R Function For Coupon Collector's Function with Finite Number of Trials

Question

R Function For Coupon Collector's Function with Finite Number of Trials

95 Views Asked by welijahclark At 22 November 2023 at 04:45

I'm trying to write up a function that runs the Coupon Collector's Problem in R. I'm trying to make a function that will spit out the number of unique coupons collected from sample size n with a finite number of trials t. (For example, having 500 unique coupons in a sample space, and picking a coupon from it 1000 times with replacement.)

I was able to write a similar function that returns how many times you have to sample it to collect ALL tickets. However, that function only requires specifying n, and does not account for the finite number of trials.

So far, this is how I have attempted to go about writing this function, with the function calling for n and t.

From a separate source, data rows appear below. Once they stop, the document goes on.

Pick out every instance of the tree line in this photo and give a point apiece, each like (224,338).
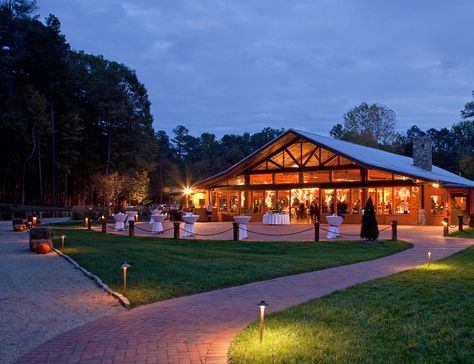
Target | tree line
(77,128)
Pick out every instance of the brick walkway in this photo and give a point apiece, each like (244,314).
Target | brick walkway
(199,328)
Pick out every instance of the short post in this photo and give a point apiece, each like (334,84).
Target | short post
(394,230)
(316,231)
(460,222)
(176,230)
(124,267)
(445,226)
(262,306)
(235,225)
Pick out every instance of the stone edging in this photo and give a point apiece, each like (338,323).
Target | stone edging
(122,299)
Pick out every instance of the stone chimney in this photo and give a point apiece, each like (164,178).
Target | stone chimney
(422,152)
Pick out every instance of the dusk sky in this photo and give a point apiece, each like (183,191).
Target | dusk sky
(235,66)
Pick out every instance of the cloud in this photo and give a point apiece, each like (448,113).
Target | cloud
(223,65)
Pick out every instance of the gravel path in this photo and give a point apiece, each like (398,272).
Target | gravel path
(42,296)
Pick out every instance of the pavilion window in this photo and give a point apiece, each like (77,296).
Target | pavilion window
(327,201)
(257,202)
(316,177)
(437,205)
(222,201)
(233,202)
(287,177)
(356,201)
(237,181)
(261,179)
(343,197)
(346,175)
(402,200)
(374,175)
(283,200)
(270,200)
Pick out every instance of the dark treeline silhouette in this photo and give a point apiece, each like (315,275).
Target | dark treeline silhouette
(77,129)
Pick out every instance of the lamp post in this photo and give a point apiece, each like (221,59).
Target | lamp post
(262,306)
(125,265)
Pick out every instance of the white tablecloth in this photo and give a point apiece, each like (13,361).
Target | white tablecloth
(189,221)
(157,226)
(243,221)
(334,223)
(155,212)
(119,221)
(276,219)
(130,215)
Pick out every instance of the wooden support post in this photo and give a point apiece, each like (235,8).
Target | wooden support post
(176,229)
(236,230)
(460,222)
(316,231)
(445,226)
(394,230)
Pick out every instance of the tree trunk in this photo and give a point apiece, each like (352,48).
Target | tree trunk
(53,153)
(109,151)
(40,174)
(23,182)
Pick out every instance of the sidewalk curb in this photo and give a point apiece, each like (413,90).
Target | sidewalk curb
(122,299)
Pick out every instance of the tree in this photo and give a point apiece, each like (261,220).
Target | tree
(370,125)
(468,112)
(137,187)
(369,229)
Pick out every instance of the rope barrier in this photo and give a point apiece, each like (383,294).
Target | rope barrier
(294,233)
(214,234)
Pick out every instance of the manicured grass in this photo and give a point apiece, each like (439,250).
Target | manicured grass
(466,233)
(424,315)
(165,268)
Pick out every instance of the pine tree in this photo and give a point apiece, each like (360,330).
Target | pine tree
(369,229)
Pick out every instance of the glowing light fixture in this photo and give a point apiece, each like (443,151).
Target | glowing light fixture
(262,306)
(124,267)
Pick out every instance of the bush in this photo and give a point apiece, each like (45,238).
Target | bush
(41,235)
(369,229)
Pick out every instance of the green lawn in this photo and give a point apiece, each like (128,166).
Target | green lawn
(466,233)
(165,268)
(425,315)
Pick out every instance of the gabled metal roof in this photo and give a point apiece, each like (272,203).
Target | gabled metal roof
(365,156)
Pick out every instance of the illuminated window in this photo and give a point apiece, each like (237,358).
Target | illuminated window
(437,205)
(402,200)
(320,176)
(344,175)
(261,179)
(239,180)
(379,175)
(287,177)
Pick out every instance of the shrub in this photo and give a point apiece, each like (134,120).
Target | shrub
(369,229)
(40,235)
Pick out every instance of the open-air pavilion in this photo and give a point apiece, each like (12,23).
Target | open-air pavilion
(299,168)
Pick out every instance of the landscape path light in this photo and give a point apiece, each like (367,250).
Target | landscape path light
(125,265)
(262,306)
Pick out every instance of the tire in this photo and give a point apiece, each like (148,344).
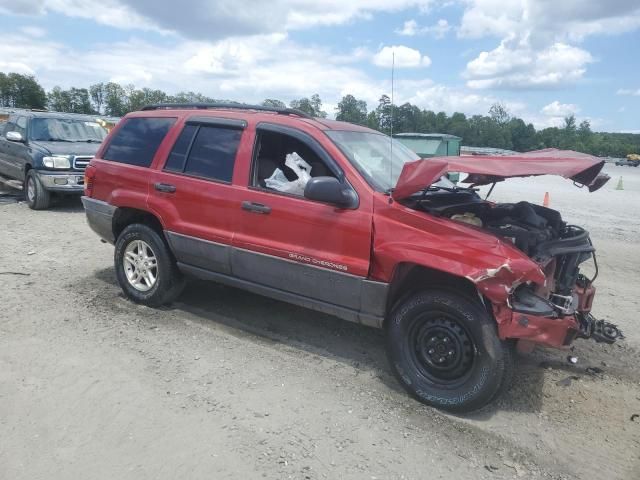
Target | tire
(37,197)
(445,351)
(163,283)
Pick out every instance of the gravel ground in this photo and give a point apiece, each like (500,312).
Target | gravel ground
(226,384)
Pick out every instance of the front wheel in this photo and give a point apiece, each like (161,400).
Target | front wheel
(444,349)
(38,197)
(145,268)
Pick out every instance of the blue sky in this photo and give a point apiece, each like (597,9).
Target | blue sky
(540,58)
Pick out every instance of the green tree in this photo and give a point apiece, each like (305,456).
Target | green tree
(499,114)
(383,114)
(146,96)
(311,106)
(350,109)
(97,92)
(115,100)
(21,91)
(273,103)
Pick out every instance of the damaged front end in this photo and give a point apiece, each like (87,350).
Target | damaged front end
(541,297)
(545,298)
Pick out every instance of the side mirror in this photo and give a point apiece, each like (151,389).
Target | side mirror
(330,190)
(15,137)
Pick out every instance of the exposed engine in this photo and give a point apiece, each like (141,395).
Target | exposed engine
(541,233)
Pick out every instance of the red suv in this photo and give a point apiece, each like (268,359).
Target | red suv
(343,219)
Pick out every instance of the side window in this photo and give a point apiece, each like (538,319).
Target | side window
(21,126)
(137,141)
(270,169)
(178,155)
(205,151)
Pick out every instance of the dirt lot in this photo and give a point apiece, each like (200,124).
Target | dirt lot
(225,384)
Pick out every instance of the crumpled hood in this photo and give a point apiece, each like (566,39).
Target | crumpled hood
(581,168)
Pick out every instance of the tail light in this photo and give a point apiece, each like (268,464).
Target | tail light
(89,177)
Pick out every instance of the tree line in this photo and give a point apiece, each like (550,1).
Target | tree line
(498,129)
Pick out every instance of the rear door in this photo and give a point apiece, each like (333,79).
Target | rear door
(193,192)
(287,242)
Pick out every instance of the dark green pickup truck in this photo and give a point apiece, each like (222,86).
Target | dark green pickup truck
(48,152)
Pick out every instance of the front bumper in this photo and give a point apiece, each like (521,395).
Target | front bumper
(62,182)
(100,217)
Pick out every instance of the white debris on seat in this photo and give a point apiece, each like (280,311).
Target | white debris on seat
(278,181)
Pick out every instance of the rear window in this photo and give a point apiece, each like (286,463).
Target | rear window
(137,141)
(205,151)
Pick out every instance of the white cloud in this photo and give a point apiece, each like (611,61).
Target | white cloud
(537,48)
(35,32)
(629,91)
(405,57)
(557,109)
(246,69)
(516,65)
(212,20)
(438,30)
(409,28)
(107,12)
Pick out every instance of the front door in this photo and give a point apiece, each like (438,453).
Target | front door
(289,243)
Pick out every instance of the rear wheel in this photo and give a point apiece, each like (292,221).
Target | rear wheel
(37,197)
(444,349)
(145,268)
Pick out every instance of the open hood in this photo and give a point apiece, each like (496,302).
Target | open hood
(583,169)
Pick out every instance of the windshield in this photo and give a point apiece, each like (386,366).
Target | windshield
(66,130)
(373,156)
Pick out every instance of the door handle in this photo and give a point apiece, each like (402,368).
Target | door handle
(165,187)
(256,207)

I assumed that if the length of the trials was less than t for the while loop, I could keep counting the unique coupons until trials == t, then return the number x out of n tickets collected after t trials. So far, all R has done is stall indefinitely.

Collectathon2 <- function(n, t){
      Coupons <- 1:n
      Collected_Coupons <- c()
      Trials <- 0
      
      while (length(Trials) < t) {
        New_Coupon <- sample(n, 1)
        Collected_Coupons <- unique(c(Collected_Coupons, New_Coupon))
        Unique_Coupons <- length(Collected_Coupons)
        Trials <- Trials + 1
      }
      return(Unique_Coupons)
    }

I assumed I would only need to modify this function below, which will run until it gets all of the tickets. This one works and spits a number out pretty quickly.

Collectathon <- function(n){
      Collected_Coupons <- c()
      Trials <- 0
      
      while (length(Collected_Coupons) < n) {
        New_Coupon <- sample(n, 1)
        Collected_Coupons <- unique(c(Collected_Coupons, New_Coupon))
        Trials <- Trials + 1
        }
      return(Trials)
    }

Original Q&A

There are 3 best solutions below

Rui Barradas On 22 November 2023 at 09:13

The following function solves the problem though its output is not exactly what is asked for.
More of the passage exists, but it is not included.